For those who wants to implement LAUNCH BROWSER AND EXIT APP by using url_launcher. Remember to use (forceSafariVC: false) to open the url in default browser of the phone. Otherwise, the launched browser exit along with your APP.
await launch(URL, forceSafariVC: false);
The best way is to use url_launcher package .
Add url_launcher as a dependency in your pubspec.yaml file.
dependencies:
url_launcher:
An example of how to use it :
import 'package:flutter/material.dart';
import 'package:url_launcher/url_launcher.dart';
void main() {
runApp(
MaterialApp(
home: Scaffold(
appBar: AppBar(title: Text('Flutter is beautiful'),),
body: Center(
child: RaisedButton(
onPressed: _launchURL,
child: Text('Show Flutter homepage'),
),
),
)),
);
}
_launchURL() async {
const url = 'https://flutter.dev';
if (await canLaunchUrl(Uri.parse(url))) {
await launchUrl(Uri.parse(url));
} else {
throw 'Could not launch $url';
}
}
Output :
The launch method takes a string argument containing a URL .
By default, Android opens up a browser when handling URLs. You can
pass forceWebView: true parameter to tell the plugin to open a WebView
instead. If you do this for a URL of a page containing JavaScript,
make sure to pass in enableJavaScript: true, or else the launch method
will not work properly. On iOS, the default behavior is to open all
web URLs within the app. Everything else is redirected to the app
handler.
This is now implemented as Plugin
const url = "https://flutter.io";
final Uri _url = Uri.parse(url);
await launchUrl(_url,mode: LaunchMode.externalApplication);
pubspec.yaml
Add dependencies
dependencies: url_launcher: ^6.0.12
Output
If you want to use url_launcher than please use it in this form
environment:
sdk: ">=2.1.0 <3.0.0"
dependencies:
url_launcher: ^5.0.2
flutter:
sdk: flutter
This answer is also for absolute beginners: They are thinking behind the flutter sdk.
No that was a failure. The packages were extras and not in the flutter Sdk. These were secondary packages (single small framework helpers).
The PLUGIN plugin works great, as you explain in your examples.
import 'package:flutter/material.dart';
import 'package:url_launcher/url_launcher.dart';
final Uri _url = Uri.parse('https://flutter.dev');
void main() => runApp(
const MaterialApp(
home: Material(
child: Center(
child: ElevatedButton(
onPressed: launchUrlStart(url: "https://flutter.dev"),
child: Text('Show Flutter homepage'),
),
),
),
),
);
Future<void> launchUrlStart({required String url}) async {
if (!await launchUrl(Uri.parse(url))) {
throw 'Could not launch $url';
}
}
But when trying to open PDF https://www.orimi.com/pdf-test.pdf it remained blank, the problem was that the browser handled it in its own way.
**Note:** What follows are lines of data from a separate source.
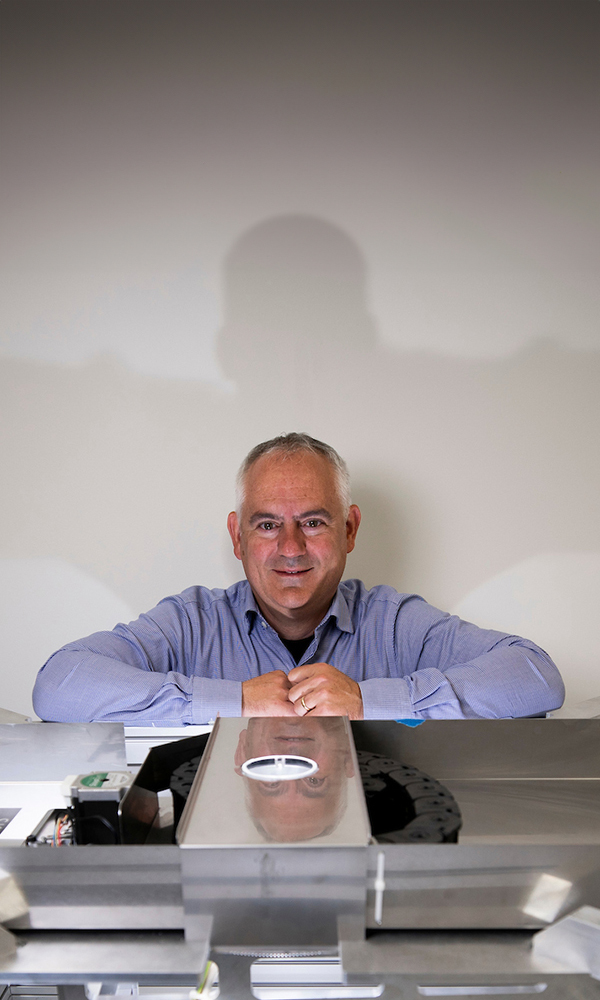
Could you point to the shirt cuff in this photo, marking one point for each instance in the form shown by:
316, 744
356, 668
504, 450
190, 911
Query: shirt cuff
212, 697
387, 698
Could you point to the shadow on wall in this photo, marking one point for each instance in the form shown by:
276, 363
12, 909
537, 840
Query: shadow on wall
551, 598
462, 467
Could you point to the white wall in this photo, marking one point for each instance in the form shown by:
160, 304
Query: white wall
224, 220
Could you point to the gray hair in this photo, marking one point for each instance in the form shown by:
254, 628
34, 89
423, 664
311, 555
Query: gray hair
292, 444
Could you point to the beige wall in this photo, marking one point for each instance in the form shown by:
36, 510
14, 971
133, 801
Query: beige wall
370, 220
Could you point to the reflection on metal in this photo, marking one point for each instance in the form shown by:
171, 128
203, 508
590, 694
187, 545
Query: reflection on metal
547, 897
573, 941
279, 768
233, 832
480, 991
379, 886
307, 979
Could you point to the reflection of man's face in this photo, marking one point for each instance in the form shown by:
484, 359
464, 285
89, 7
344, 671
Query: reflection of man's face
306, 807
293, 536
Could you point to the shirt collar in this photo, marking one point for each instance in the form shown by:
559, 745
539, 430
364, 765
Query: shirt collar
338, 609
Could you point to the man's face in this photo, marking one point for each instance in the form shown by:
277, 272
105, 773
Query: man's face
306, 807
292, 538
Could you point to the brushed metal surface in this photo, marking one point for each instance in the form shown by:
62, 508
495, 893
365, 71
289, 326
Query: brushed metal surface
489, 748
491, 886
49, 751
71, 957
93, 887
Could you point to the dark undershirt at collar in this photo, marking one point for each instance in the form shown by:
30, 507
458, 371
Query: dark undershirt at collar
297, 647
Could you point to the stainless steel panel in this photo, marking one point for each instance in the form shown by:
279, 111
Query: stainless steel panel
294, 861
274, 897
528, 811
470, 954
94, 887
489, 748
227, 808
55, 957
501, 886
49, 751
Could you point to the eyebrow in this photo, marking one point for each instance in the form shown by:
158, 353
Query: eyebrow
267, 516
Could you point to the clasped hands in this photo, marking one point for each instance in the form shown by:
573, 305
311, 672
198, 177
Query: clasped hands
315, 688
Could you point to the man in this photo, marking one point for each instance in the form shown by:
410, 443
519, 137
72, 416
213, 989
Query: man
291, 639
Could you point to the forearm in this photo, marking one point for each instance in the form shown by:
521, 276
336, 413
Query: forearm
509, 681
78, 685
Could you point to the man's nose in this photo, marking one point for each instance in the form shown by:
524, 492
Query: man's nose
291, 541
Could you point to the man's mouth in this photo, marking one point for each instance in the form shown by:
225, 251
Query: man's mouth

Therefore the solution was to tell it to open with an external application and it worked as expected.
Future<void> launchUrlStart({required String url}) async {
if (!await launchUrl(Uri.parse(url),mode: LaunchMode.externalApplication)) {
throw 'Could not launch $url';
}
}
In pubspec.yaml
#https://pub.dev/packages/url_launcher
url_launcher: ^6.1.5
using the url_launcher package to do the following:
dependencies:
url_launcher: ^latest_version
if (await canLaunchUrl(Uri.parse(url))) {
await launchUrl(Uri.parse(url));
}
Note: Ensure you are trying to open a URI, not a String.